Economic meltdown and the future of New York wine
The current economic crisis has many of us cutting back on our expenses. State and local governments are also running short of cash and looking for ways to trim their budgets. So-called non-essential spending is going to be hit the hardest, and wine drinkers need to be prepared for the effect this will have on our favorite beverage.
The Times Union reported Wednesday that New York has removed support for New York Wine and Grape Foundation from its proposed budget. The New York Wine and Grape Foundation is a non-profit, public-private foundation started to “centralize and coordinate the promotion and research programs” associated with grape growing and wine production. Since its inception, the foundation has guided the New York wine industry as it adopted modern production techniques and European grape varietals. The Foundation also helped the individual wineries market their wine and the results are impressive. Today the New York grape/wine industry generates about $3.4 billion dollars per year.
Tough economic times call for tough decisions, but we must also keep an eye toward the future. The federal government is injecting billions of dollars into the economy to prevent a crash, but throwing tax dollars at the problem will only get us so far. Eventually the economy must generate enough new jobs, services, and revenue to pay its own way. Organizations such as the New York Wine and Grape Foundation help create new jobs, new wealth, and tax revenue. Removing all state support from this foundation will only serve to delay the time required to repair the overall economy of New York State.

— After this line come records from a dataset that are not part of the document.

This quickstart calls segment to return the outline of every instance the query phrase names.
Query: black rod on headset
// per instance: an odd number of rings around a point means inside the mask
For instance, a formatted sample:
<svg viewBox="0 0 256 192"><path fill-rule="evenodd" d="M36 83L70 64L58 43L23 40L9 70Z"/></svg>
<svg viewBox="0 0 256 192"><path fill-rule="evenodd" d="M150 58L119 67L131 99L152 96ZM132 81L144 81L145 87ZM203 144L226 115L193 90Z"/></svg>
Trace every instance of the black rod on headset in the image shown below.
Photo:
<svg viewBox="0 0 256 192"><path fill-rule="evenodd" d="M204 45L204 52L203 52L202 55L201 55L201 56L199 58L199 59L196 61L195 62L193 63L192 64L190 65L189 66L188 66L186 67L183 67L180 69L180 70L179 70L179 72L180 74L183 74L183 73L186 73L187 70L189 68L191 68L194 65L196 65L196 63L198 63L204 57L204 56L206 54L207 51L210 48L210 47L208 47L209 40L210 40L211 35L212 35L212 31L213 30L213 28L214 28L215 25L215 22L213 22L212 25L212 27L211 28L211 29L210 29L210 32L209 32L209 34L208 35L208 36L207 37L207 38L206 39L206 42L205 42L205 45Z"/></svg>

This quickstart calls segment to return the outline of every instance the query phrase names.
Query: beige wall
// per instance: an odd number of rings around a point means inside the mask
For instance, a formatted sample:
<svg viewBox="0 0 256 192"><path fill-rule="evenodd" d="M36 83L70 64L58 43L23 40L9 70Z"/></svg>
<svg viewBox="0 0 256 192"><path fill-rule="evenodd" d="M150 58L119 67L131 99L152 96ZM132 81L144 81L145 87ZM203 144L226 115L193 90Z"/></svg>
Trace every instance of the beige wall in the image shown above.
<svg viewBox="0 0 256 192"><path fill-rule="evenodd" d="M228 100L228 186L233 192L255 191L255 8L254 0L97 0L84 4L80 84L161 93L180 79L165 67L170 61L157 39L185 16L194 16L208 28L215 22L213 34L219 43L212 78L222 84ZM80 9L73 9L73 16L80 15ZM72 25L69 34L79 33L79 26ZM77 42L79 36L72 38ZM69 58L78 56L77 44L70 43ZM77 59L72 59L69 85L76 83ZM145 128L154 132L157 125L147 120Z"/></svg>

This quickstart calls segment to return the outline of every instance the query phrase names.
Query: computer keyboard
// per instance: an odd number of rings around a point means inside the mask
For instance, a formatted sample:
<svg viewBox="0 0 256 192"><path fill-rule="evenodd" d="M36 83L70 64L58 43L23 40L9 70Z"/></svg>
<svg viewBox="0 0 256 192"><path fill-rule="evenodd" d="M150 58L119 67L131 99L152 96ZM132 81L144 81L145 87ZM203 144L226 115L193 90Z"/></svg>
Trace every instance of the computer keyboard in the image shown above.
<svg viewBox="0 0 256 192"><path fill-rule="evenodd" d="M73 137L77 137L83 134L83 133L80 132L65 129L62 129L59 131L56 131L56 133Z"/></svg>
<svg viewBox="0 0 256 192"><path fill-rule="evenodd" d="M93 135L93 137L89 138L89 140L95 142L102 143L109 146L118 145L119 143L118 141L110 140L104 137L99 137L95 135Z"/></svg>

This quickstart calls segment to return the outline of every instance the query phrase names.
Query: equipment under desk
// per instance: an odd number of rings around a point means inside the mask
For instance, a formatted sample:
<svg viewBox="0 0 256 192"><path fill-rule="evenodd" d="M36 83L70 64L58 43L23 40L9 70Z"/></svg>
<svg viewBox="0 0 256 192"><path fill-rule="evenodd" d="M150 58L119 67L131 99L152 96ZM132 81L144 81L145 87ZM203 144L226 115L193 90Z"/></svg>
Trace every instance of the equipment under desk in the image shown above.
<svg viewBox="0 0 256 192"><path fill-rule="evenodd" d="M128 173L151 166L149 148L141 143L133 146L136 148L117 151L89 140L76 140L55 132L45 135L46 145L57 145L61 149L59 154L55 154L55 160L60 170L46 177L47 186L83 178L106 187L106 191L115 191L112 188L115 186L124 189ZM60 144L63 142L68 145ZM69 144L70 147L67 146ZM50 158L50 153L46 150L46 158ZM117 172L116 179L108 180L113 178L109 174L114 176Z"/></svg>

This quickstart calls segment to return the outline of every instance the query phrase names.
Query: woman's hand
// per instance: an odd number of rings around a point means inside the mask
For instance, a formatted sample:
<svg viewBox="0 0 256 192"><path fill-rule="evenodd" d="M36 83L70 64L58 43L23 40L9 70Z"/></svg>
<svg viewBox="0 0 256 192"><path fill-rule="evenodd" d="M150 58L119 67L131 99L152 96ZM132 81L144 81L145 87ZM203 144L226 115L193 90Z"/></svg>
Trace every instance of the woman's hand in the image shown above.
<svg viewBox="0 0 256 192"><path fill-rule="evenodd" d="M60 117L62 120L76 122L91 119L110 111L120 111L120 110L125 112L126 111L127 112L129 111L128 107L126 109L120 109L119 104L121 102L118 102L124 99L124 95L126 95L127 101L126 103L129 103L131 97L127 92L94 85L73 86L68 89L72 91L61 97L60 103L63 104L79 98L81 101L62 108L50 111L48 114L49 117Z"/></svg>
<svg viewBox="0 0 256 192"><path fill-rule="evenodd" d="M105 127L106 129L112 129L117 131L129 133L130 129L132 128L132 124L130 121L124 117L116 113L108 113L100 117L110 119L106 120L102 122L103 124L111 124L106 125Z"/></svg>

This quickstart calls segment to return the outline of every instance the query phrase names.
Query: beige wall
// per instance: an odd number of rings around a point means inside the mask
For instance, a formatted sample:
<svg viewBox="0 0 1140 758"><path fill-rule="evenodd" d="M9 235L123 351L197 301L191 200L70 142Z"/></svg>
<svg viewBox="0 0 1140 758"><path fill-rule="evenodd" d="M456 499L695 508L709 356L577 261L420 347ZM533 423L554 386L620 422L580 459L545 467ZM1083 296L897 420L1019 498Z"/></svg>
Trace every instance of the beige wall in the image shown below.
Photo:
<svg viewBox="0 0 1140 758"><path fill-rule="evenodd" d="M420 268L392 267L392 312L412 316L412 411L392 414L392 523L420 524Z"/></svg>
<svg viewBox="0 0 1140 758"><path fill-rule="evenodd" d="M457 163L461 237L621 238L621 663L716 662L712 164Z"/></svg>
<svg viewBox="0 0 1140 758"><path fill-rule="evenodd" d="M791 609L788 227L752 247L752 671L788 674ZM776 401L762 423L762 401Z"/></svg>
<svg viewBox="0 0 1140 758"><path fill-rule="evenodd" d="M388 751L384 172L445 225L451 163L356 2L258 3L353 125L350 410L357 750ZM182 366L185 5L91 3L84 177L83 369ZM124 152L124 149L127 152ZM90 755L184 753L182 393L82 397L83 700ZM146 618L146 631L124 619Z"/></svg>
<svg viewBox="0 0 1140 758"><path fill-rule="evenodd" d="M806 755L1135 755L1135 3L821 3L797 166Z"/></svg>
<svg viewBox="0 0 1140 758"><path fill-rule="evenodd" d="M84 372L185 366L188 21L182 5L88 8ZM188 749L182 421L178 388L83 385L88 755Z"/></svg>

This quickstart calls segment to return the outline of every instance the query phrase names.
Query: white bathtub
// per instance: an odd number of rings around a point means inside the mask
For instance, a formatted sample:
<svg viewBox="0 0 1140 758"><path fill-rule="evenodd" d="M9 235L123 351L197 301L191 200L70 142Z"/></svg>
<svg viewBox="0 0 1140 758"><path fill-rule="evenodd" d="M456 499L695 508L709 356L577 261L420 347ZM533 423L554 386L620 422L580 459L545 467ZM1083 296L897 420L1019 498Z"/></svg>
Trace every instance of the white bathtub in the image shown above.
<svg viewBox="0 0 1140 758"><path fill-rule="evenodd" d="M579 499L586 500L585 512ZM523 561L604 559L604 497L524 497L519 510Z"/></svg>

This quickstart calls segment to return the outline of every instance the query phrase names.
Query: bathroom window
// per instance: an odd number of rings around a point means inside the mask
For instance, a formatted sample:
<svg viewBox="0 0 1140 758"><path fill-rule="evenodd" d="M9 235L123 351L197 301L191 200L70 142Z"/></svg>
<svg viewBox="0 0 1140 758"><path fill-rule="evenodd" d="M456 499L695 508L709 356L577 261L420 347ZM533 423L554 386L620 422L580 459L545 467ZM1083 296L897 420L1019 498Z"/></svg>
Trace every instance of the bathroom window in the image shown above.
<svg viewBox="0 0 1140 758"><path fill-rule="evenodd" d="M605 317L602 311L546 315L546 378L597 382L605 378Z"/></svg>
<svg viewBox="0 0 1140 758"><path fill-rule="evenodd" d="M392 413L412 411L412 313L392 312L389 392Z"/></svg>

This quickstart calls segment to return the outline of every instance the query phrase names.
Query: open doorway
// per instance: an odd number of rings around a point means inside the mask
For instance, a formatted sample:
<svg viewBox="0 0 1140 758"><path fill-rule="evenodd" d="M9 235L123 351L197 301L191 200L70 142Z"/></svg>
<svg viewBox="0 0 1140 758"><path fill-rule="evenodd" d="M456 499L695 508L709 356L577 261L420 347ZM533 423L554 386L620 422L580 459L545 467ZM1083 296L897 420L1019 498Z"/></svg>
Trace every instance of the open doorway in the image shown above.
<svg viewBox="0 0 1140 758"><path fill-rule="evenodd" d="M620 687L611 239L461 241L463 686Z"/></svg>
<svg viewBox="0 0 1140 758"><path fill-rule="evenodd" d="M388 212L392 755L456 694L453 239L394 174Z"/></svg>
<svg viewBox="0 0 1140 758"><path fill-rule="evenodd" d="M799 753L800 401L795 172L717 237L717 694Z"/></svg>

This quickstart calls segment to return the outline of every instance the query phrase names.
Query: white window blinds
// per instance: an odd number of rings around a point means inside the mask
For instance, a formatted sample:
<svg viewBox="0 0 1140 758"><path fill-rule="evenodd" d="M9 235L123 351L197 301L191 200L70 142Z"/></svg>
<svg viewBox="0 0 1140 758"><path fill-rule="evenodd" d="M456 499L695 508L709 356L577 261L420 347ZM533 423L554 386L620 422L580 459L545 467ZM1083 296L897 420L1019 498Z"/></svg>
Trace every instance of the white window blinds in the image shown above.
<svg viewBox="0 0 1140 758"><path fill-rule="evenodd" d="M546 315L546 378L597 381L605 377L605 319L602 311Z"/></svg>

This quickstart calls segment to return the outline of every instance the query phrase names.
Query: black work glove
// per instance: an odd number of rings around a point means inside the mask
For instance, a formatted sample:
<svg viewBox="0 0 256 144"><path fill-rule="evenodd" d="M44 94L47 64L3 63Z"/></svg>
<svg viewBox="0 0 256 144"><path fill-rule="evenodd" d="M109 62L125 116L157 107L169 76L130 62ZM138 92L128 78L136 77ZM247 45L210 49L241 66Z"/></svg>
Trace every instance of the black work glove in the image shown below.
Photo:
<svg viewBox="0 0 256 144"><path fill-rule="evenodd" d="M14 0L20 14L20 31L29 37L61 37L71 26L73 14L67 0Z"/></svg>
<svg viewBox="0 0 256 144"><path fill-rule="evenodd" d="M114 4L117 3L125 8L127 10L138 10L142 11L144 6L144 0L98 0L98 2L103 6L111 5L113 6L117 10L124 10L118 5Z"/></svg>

Most states that produce wine have an organization similar to the one in New York, and I imagine many of them will face serious budget cuts. Eliminating the funding for these organizations seems like a no-brainer on the surface. Though wine is a luxury, that misses the point. What we need are state budgets that will help eliminate the current crisis and promote future growth. Forcing organizations like the New York Wine and Grape Foundation to tighten up their belts and get by with less is absolutely essential, but completely eliminating funding is a bad idea.